Le racisme s'est une nouvelle fois invité dans les stades italiens. Mercredi, c'est le défenseur napolitain Kalidou Koulibaly qui en a été victime lors de la rencontre Inter Milan-Naples (1-0). "Il y a un terreau fertile" au racisme dans les stades italiens, a expliqué jeudi Valentin Pauluzzi, consultant football italien pour Europe 1, au micro de François Clauss.

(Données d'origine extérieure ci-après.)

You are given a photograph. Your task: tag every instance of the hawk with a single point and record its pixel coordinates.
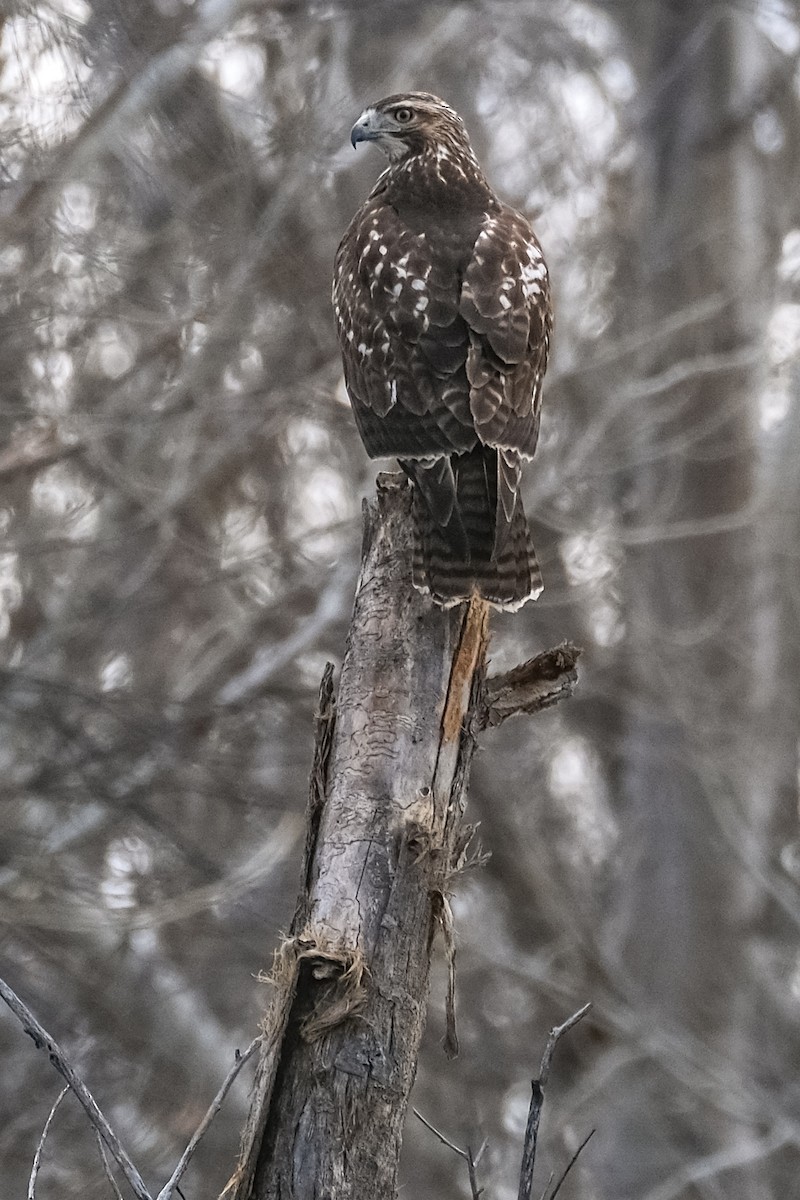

En Italie, des "kops de supporters très politisés à l'extrême droite". "L'Italie est le berceau de la culture ultra", commence-t-il par rappeler. Et parmi ces ultras, il y a des "kops de supporters très politisés à l'extrême droite". D'après Valentin Pauluzzi, ce type d'événement est lié à "une part d'ignorance, à l'effet de groupe", mais aussi à un "sentiment d'impunité". "En Italie, il n'y a pas un système de surveillance caméra qui permet de tout de suite repérer les coupables."

"Une volonté de déstabiliser l'adversaire". Valentin Pauluzzi souligne par ailleurs, "une volonté de déstabiliser l'adversaire" en s'attaquant à "sa couleur de peau, sa religion, sa maman, des personnes décédées dans sa famille". "Tous les coups sont permis", résume-t-il. Il pointe également "un racisme décomplexé", faisant notamment référence à "l'héritage de Benito Mussolini" : "Si vous allez dans le sud de l'Italie, sur des marchés ou dans des boutiques, vous trouvez parfois des bustes ou des calendriers à l'effigie du 'Duce'."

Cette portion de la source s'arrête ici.